What To Do If You're Ready To Live Together But Your Partner Isn’t, According Experts
Deciding to move in together is a really big step in a relationship. It implies a new level of commitment, seriousness, and that the relationship is going somewhere. I mean why else would you chose to entangle your finances and all your knickknacks? But what if you’ve thought long and hard about it and you’re ready to live together but your partner isn’t? That can be a tough pill to swallow, especially if you’re worried it means they aren’t taking the relationship as seriously as you are. But according to NYC relationship expert and love coach Susan Winter, one partner being ready to shack up before the other isn’t any reason to panic, in fact, she tells Elite Daily it happens all the time. “It's common for one partner to be ahead of the other in terms of commitment readiness for moving in together,” Winter says. “Not everyone comes to this decision at the same time.”
So, what do you do in this situation? Do you just have to wait and hope they‘ll get there eventually on their own, or are there some steps you can take to help ease the journey? Winter says there are several things you can do to help move the relationship forward. Here's her advice on how to move things in the, well, moving direction.
What to do if your partner is not ready to move in yet
If you’re feeling like it’s time to cohabit and your partner is resistant to the idea, Winter says the first thing you need to do is stop and take stock of the relationship by asking yourself the following questions: “Do you see forward movement? Are you gaining closeness as a couple day by day? Does your partner seem keen on making future plans? Does your partner envision living together as the logical 'next step' in your relationship?” If the answer to those questions is yes, you are on the right track — but the question then becomes: Why are they not ready if you're both on the same page about where the relationship is going? “If you and your partner are on the same page regarding your future, the only need is to sync up your timing,” Winter says. “Once you know his or her envisioned time frame, you can begin planning for your move.”
How to help them be more open to the idea of moving in together
Winter says one partner being less ready to live together could also simply be that moving house, in and of itself, is super stressful. “Pre-planning the 'when' and 'how' of moving in together can seem daunting to your mate and create push back,” she explains. “Consider taking the technical concerns (movers, packing, what stays and what goes) out of your partner's hands. You may discover you've just eliminated your partner's stress.”
If the reason they aren’t ready to move in together is less clear, you may just have to be patient. In the meantime, Winter says you can start to help them get more comfortable with the idea. “Frame the experience of living together in a positive light.

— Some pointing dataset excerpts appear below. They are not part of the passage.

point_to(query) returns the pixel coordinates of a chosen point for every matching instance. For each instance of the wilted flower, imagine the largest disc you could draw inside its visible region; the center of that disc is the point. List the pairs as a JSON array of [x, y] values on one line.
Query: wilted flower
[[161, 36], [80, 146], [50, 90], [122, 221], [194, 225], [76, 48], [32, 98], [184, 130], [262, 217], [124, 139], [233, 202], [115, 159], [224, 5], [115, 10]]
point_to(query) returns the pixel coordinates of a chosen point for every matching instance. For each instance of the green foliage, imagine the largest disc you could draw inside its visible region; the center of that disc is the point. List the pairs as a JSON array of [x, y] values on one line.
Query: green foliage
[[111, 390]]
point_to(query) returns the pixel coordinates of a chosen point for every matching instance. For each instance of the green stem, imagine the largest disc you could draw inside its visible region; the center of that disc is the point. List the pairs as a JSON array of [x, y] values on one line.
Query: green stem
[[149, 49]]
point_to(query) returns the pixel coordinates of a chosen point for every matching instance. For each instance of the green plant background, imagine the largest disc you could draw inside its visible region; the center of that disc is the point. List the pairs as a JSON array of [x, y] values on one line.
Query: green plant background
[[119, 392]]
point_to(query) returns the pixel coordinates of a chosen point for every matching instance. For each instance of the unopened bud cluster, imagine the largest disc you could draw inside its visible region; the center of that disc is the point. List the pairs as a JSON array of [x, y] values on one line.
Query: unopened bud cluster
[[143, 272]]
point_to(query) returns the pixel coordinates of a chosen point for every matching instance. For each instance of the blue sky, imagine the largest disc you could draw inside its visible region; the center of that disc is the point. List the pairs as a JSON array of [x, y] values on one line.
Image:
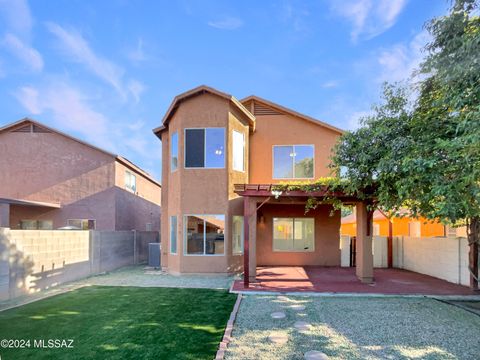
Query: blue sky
[[106, 71]]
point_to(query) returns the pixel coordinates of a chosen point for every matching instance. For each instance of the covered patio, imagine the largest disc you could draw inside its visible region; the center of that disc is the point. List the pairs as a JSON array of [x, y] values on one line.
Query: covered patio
[[257, 195], [338, 280], [362, 278]]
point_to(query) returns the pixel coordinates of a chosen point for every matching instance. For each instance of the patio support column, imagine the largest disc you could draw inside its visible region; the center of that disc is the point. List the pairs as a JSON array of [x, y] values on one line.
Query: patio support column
[[250, 241], [364, 256], [5, 215]]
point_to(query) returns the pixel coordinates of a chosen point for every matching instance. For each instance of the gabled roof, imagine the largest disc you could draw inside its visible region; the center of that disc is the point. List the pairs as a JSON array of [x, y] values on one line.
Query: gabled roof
[[21, 126], [377, 215], [202, 89], [288, 111]]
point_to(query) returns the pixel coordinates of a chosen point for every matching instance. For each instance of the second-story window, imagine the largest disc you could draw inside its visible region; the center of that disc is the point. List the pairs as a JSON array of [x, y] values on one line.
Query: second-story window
[[174, 151], [130, 181], [238, 151], [293, 161], [205, 148]]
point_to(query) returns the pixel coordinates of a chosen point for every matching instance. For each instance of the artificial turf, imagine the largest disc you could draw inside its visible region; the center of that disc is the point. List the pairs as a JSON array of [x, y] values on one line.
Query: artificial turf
[[120, 323]]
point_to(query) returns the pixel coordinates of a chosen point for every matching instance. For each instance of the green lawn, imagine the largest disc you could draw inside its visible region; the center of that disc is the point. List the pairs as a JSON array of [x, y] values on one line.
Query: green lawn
[[121, 323]]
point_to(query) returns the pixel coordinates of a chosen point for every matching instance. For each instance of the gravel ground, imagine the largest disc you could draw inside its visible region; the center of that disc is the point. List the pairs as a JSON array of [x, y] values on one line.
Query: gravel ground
[[355, 328], [130, 276]]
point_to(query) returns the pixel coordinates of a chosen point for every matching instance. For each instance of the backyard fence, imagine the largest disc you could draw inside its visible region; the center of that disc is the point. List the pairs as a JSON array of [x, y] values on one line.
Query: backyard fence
[[379, 250], [442, 257], [32, 260]]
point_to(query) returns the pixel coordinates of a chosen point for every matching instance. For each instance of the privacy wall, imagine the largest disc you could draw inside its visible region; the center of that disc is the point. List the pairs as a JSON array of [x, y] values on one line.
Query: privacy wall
[[33, 260]]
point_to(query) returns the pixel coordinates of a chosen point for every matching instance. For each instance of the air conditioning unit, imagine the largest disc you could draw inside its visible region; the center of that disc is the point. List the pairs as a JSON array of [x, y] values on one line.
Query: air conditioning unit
[[154, 255]]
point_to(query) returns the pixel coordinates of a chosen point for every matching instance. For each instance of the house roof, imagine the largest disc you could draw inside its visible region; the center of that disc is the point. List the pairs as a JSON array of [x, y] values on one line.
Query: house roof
[[294, 113], [202, 89], [377, 215], [25, 121], [29, 203]]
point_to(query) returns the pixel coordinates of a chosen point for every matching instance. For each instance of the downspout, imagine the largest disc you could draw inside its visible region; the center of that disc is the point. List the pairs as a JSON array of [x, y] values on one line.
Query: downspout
[[389, 239]]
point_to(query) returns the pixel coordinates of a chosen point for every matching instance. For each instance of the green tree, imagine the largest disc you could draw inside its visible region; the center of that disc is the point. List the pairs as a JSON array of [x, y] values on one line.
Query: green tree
[[425, 155]]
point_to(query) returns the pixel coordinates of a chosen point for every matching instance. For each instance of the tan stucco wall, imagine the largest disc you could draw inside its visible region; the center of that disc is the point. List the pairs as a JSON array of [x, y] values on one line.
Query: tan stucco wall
[[49, 167], [145, 188], [327, 237], [287, 130]]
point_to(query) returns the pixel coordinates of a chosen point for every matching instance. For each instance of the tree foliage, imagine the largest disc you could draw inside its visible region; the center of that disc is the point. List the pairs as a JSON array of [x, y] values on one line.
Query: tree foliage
[[424, 154]]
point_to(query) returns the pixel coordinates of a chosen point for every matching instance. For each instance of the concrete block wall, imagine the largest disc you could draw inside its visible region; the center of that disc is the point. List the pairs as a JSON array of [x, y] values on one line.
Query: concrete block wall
[[379, 249], [32, 260], [442, 257]]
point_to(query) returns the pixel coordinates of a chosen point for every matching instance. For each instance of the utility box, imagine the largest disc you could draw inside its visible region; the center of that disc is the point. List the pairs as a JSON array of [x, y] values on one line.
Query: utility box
[[154, 255]]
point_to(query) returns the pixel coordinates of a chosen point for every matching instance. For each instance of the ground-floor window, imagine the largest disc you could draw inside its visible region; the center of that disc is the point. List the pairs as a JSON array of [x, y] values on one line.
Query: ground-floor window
[[204, 234], [237, 235], [82, 224], [173, 234], [293, 234], [36, 224]]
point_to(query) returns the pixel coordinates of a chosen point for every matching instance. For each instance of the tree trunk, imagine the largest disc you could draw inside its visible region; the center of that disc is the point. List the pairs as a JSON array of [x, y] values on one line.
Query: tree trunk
[[473, 232]]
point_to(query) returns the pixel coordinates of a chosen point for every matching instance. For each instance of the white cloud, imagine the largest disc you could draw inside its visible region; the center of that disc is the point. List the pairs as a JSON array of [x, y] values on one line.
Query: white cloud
[[136, 88], [78, 48], [69, 108], [138, 54], [227, 23], [17, 15], [369, 18], [330, 84], [28, 55], [398, 62], [28, 97]]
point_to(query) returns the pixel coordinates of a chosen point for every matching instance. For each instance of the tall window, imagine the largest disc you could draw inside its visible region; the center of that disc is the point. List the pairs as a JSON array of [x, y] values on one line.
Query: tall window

Explain how this can condense your bills, allow for more quality time, and be of benefit to both of you,” says Winter.
How long you should wait for them to get on the same page
While patience in this situation is a good thing, there has to be some limit to how long you're willing to wait, says Winter. Because their needs are important, but so are yours. “Set an initial timeline that feels correct for you. If you're both renting, take into consideration the timing of each other's lease renewal. If you see your partner misses the preparation plans for that date, hesitates, or back pedals, you have your answer,” she concludes.
With a big decision like moving in together, having a little time to really stop and make sure that's a step you're both totally ready for is a positive. So, instead of seeing their hesitancy as an issue, maybe it's a blessing in disguise. Any opportunity to have better and more honest communication can only benefit the relationship. That way, when you finally do move in together, you’ll have leveled up those skills. (Because, believe me, furniture shopping with your new live-in bae is gonna put them to work.)